Poppy Seed Dinner Rolls
This recipe makes buttery, flaky rolls with the crunchy flavor of poppy seeds.
Ingredients:
2 envelops active dry yeast
1 cup of warm water
1/3 cup sugar, plus 1 tablespoon for the yeast
2/3 cup milk
2 eggs, plus
2 teaspoons salt
5 cups white whole-wheat flour, plus some for the counter to roll out the dough
1 cup unsalted butter, softened
4 tablespoons butter, softened to coat the pans
¼ cup poppy seeds
1 egg, beaten with 1 tablespoon of water for an egg wash
Directions:
In a medium bowl place the cup of warm water and dissolve the tablespoon of sugar. Sprinkle the yeast over the water, stir and let stand for 10 minutes to bloom. In a separate bowl beat the two eggs, milk, the rest of the sugar, and softened butter. Blend in the yeast mixture and add one cup of flour until well blended. Add the salt and the rest of the flour, one cup at a time. Mix well until it forms a smooth ball. Knead for 5 minutes. Place the dough in an oiled bowl and leave to rise for 1 to 1½ hours.

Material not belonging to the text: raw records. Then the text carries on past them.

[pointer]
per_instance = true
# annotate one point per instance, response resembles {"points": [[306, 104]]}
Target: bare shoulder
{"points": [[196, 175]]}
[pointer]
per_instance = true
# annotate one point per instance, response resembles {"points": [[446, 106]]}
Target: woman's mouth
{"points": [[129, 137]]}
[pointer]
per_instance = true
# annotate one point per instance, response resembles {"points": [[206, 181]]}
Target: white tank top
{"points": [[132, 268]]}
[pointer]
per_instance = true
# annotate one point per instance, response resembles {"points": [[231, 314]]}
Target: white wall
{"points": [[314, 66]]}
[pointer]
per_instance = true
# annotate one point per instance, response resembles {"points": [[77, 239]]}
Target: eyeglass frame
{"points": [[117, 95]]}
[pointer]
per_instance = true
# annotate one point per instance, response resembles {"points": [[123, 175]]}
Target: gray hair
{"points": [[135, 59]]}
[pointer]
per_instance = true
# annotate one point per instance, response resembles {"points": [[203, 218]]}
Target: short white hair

Turn out on to a floured surface and knead the bread for 5 minutes again. Divide into four parts. Work one portion of dough at a time. Roll out to 1/8” thick and cut into long strips about 2” wide. Brush lightly with melted butter and sprinkle with poppy seeds. Position two strips on top of each other, and roll up them like a cinnamon roll. Place them horizontally in a buttered muffin tin to see the spiral. Leave them to rise for 1 hour. Brush the top of the rolls with the butter and water wash, and sprinkle the poppy seeds on top. Bake the rolls in a 350°F. (180ºC.) oven for 20 to 25 minutes. Remove from the oven, but wait 5 minutes before removing them from the pan to cool, as the dough is so soft they could partially collapse, until properly cooled.
Correspondences:
Butter, eggs and milk are of water, yeast is air of water, flour is air of earth, and sugar is of air. Poppy seeds are also of water. This is due to the character of the latex extracted from the seedpods when the seeds are forming, though none is present in the seeds, themselves.